A quick side-bar, though I swear it’s kind of the point as well: I keep most of my books in boxes in the basement. There just isn’t a lot of room for them in the house, and if I need to find one, it’s only a few steps away. But I keep a copy of “High Fidelity” in my office, one that I re-read after each break-up in my twenties. Each time I’d underline passages that were meaningful to me at that time. And each pass featured an almost completely different set of underlined passages. The text stayed the same, but the meaning kept shifting. And what’s great about the five shows listed above is how they tackled the same theme over the course of a decade of my life, which didn’t necessarily transform the individual messages transmitted by the show but sure as hell changed the frequency with which I was tuned into that message.

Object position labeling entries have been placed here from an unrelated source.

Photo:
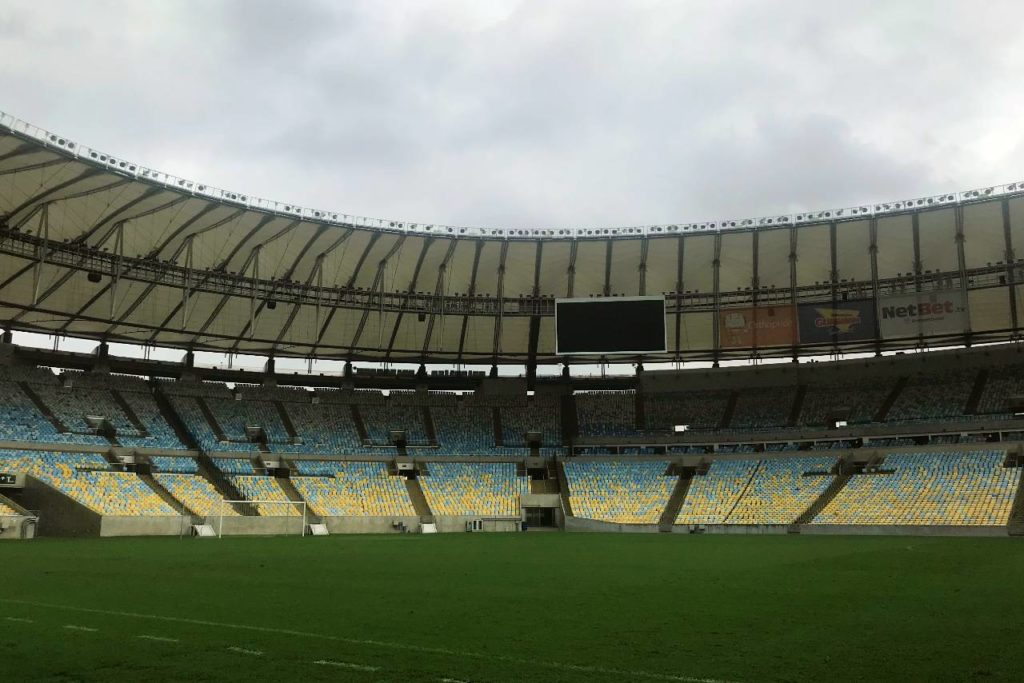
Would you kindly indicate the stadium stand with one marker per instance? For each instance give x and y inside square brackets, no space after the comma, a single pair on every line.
[264,489]
[625,493]
[87,479]
[763,408]
[352,488]
[606,413]
[965,487]
[712,497]
[779,491]
[196,493]
[474,488]
[701,411]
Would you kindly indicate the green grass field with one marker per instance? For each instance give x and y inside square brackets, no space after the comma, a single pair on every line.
[513,607]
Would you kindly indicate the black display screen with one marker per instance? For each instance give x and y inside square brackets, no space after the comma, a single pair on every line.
[603,327]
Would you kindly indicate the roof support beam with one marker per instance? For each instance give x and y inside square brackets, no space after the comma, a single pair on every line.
[469,299]
[351,282]
[438,300]
[410,291]
[501,298]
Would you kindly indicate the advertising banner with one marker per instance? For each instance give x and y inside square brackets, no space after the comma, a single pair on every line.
[757,328]
[925,313]
[843,322]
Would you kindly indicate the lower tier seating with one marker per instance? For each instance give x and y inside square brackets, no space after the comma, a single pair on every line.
[361,489]
[197,494]
[625,493]
[712,497]
[781,491]
[264,489]
[462,488]
[957,488]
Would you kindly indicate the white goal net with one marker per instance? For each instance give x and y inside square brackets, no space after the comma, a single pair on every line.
[241,517]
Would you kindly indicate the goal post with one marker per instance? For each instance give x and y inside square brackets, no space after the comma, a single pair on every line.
[285,510]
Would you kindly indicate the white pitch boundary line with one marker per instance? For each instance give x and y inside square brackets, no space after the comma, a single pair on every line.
[559,666]
[346,665]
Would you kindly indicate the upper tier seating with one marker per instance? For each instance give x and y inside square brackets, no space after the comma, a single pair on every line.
[87,479]
[463,429]
[702,411]
[20,420]
[347,488]
[92,394]
[623,492]
[763,408]
[235,465]
[1003,385]
[933,396]
[264,489]
[399,412]
[712,497]
[964,487]
[174,464]
[856,401]
[606,413]
[779,493]
[474,488]
[522,414]
[198,495]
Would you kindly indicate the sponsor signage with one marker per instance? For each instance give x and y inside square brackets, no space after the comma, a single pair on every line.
[842,322]
[757,328]
[924,313]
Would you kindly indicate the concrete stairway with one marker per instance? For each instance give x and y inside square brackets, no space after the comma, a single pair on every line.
[295,497]
[563,486]
[419,501]
[211,419]
[226,489]
[976,391]
[826,497]
[890,399]
[43,408]
[171,416]
[730,408]
[129,413]
[165,495]
[668,519]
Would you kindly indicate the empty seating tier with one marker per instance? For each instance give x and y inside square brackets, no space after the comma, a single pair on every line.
[955,488]
[626,493]
[489,489]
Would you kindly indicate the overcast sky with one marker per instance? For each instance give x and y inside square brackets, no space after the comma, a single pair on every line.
[534,114]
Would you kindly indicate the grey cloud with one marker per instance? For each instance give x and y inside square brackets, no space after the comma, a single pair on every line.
[534,113]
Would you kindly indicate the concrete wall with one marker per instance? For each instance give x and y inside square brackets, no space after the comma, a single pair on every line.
[857,529]
[584,524]
[370,524]
[60,515]
[112,526]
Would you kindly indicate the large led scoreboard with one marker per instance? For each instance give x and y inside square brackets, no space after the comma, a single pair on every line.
[608,326]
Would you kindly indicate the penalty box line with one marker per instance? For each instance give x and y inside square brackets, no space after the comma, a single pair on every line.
[466,654]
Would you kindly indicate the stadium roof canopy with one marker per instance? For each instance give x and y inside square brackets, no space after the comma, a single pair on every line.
[97,247]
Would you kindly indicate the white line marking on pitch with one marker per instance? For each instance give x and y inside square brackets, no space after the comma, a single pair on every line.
[523,662]
[346,665]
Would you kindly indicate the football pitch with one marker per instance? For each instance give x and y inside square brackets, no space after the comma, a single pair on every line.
[488,607]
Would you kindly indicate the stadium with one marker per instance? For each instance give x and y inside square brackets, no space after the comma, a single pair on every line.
[912,437]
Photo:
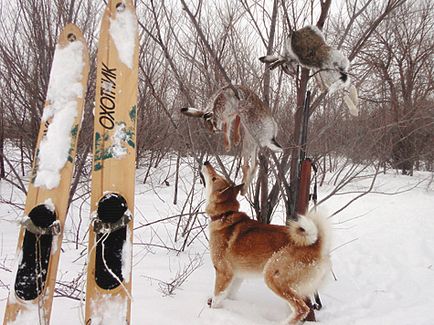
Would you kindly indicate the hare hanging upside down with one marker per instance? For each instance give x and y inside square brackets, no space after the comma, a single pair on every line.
[229,114]
[307,47]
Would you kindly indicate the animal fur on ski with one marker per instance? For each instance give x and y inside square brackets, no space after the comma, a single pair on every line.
[292,260]
[307,47]
[229,113]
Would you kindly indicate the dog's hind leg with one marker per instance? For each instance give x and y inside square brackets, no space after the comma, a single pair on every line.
[222,287]
[279,280]
[234,287]
[299,308]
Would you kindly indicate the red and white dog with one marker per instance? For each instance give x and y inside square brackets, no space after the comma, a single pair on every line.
[292,260]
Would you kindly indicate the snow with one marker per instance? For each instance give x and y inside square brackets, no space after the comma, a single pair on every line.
[123,30]
[126,256]
[108,310]
[382,256]
[64,89]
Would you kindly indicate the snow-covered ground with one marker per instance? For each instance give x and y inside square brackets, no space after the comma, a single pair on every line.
[383,257]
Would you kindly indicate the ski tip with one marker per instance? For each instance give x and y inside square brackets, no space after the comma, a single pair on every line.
[70,34]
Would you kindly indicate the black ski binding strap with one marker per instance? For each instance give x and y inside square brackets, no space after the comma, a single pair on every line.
[101,227]
[53,229]
[110,226]
[41,225]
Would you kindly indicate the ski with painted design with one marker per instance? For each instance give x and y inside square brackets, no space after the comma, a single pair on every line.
[31,292]
[108,292]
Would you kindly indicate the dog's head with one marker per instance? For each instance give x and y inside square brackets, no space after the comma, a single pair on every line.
[221,194]
[208,118]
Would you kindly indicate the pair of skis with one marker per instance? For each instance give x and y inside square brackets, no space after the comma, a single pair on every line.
[108,293]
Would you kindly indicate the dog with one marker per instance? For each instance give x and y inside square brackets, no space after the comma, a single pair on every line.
[292,259]
[307,47]
[229,112]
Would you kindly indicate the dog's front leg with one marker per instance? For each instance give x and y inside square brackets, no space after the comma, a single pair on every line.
[223,281]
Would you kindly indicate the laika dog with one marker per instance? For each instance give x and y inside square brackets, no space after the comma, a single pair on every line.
[307,47]
[292,260]
[228,113]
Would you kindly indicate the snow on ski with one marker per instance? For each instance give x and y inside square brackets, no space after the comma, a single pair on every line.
[108,293]
[31,292]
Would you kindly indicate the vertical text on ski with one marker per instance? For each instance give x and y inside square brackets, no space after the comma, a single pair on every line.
[107,102]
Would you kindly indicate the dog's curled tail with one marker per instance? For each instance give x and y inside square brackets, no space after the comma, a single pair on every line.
[309,229]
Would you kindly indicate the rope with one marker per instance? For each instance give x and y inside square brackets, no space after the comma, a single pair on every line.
[101,227]
[38,274]
[111,272]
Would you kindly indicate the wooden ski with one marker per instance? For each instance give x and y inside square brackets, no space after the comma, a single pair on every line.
[40,238]
[108,293]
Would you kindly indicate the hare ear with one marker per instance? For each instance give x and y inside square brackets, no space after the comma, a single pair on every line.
[192,112]
[238,188]
[207,116]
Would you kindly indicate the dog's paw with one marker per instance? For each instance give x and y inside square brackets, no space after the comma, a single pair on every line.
[215,302]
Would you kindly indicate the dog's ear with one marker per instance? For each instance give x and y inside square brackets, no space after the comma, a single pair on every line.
[231,191]
[238,188]
[192,112]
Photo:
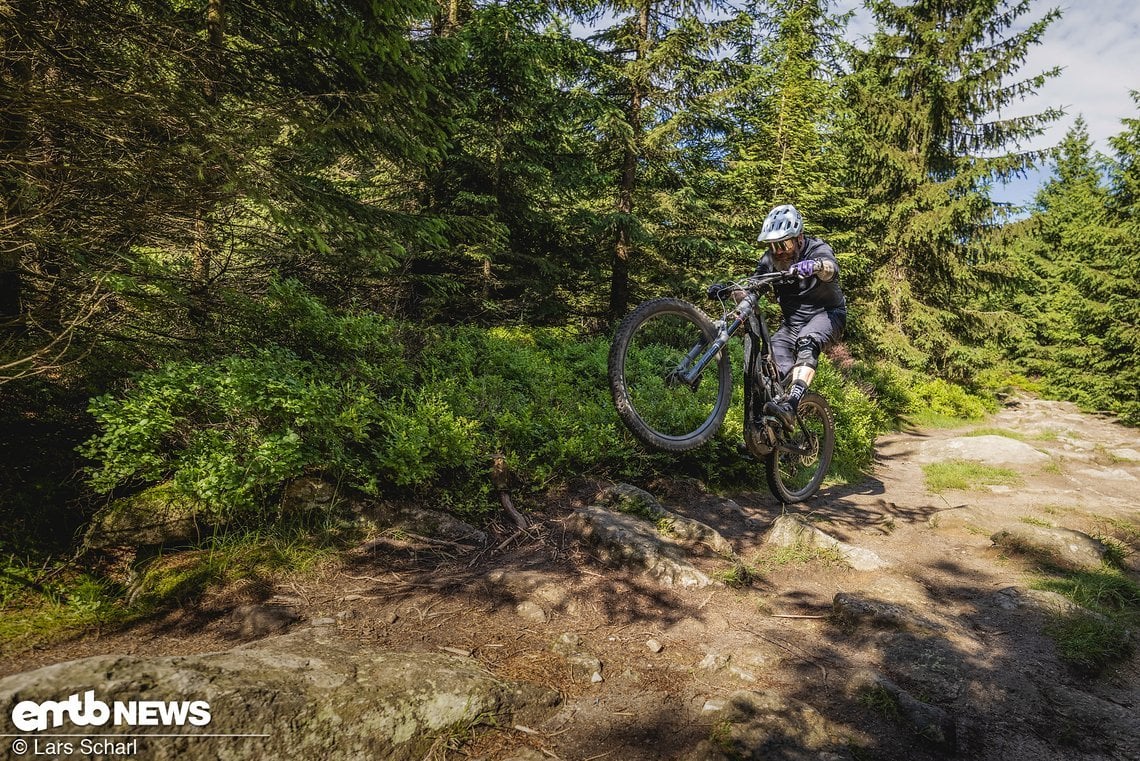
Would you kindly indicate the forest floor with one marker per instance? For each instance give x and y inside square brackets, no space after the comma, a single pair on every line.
[965,643]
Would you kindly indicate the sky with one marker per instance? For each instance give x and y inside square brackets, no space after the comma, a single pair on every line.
[1098,46]
[1097,43]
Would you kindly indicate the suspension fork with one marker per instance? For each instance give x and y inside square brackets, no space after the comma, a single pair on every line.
[725,332]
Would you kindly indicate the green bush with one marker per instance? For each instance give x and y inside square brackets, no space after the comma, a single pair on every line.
[231,433]
[353,401]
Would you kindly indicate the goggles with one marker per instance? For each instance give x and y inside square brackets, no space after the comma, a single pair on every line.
[783,246]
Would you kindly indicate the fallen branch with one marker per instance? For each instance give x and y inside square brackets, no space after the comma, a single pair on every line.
[501,479]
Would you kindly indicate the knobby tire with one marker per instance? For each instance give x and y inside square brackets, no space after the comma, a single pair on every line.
[662,414]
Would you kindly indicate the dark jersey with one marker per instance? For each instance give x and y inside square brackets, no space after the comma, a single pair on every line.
[809,295]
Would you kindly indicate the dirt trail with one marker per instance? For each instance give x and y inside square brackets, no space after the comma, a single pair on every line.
[652,672]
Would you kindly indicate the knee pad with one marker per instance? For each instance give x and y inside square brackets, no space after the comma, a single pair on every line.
[807,352]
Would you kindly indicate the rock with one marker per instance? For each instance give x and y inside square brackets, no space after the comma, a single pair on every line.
[991,450]
[1091,723]
[1060,547]
[530,611]
[626,540]
[632,500]
[714,662]
[794,531]
[307,494]
[258,621]
[927,664]
[526,754]
[928,721]
[854,610]
[762,726]
[1107,474]
[312,696]
[425,523]
[155,516]
[581,662]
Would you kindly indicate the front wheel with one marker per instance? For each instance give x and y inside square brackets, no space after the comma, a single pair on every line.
[652,351]
[799,461]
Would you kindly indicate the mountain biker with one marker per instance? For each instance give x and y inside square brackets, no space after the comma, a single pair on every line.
[814,308]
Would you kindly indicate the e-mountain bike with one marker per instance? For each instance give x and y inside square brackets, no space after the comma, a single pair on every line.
[672,382]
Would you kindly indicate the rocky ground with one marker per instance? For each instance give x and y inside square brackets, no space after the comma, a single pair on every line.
[878,621]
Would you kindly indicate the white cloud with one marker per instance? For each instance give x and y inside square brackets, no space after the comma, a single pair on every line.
[1096,44]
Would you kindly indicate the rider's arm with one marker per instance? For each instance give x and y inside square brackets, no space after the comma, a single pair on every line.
[828,268]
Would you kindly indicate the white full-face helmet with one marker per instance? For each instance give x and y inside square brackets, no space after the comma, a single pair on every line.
[782,223]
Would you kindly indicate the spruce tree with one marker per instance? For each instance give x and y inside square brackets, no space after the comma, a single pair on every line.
[928,96]
[1121,273]
[786,115]
[660,74]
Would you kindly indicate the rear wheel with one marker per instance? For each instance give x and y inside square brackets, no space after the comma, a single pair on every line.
[652,348]
[801,457]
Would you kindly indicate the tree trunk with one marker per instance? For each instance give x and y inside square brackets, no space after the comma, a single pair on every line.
[203,253]
[13,150]
[623,247]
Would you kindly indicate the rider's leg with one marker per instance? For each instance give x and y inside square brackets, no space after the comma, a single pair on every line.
[783,349]
[811,341]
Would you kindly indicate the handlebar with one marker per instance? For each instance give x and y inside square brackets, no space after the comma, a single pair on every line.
[754,283]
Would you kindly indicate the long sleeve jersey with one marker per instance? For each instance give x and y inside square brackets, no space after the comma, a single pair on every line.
[813,294]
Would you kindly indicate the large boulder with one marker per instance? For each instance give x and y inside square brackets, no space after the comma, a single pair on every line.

All of that’s a way to say that I’m not sure how 2004 me would feel about “Enlisted,” but probably what I respond to about the show is that 2004 Kevin Biegel wouldn’t have written “Enlisted.” He had to go through some stuff in order to get both the perspective and the courage and the will to tell the types of storied deeply embedded within the nominally silly world of the show. He didn’t have to tell such a personal story in this, his first role as sole creator. But rather than put off that story for later, he went for broke and told it as soon as anyone would let him do it. And that urgency lends the show a life-affirming quality, even if Pete Hill still feels the spectre of death just outside of his peripheral vision. It’s a show that engages with the world rather than shuns it, making Randy’s joy at every aspect of army life amusing but also important. These shows all reject cynicism even while recognizing its ease and allure. But even if the James Fords and the Derrick Hills and the Gannicuses of these shows convey an overall air of aloofness, they all ultimately side with those willing to be part of the world rather than stand apart from it.
And that’s why loving these shows is always a bonus for me, even if they are cut short like “Terriers” and “Enlisted.” Even “Fringe,” while dropped the ball so badly in its final few seasons that it was almost comical, still holds a firm place in my heart. Those first three seasons featured some of the trippiest, most audacious stories anywhere on any channel, but it was ultimately about a makeshift family forging itself in the crucible of the universe’s fundamentally funky flow. “Lost” had smoke monsters and time travel, but was really about a post-9/11 world citizenry trying to find commonality in a seemingly hopeless world. “Terriers” was about rising up to potential rather than living down to external expectation. “Spartacus” posited that actions in life ripple outwards into eternity, making each moral decision one that echoed throughout history. “Enlisted” suggests that being a lone wolf isn’t nearly as meaningful as feeling someone’s hand on your head. They all recognize how hard life is, and embrace it anyways. These are life lessons disguised as entertainments. They tell me great stories that stand on their own and point towards how I might use them to make my own life a story worth retelling someday.
So that’s why I embrace these shows, and why I have embraced “Enlisted,” and don’t for a second think I made a wrong choice to fall in love with a show that no one else watched. That hasn’t been my problem. That has been my damn privilege.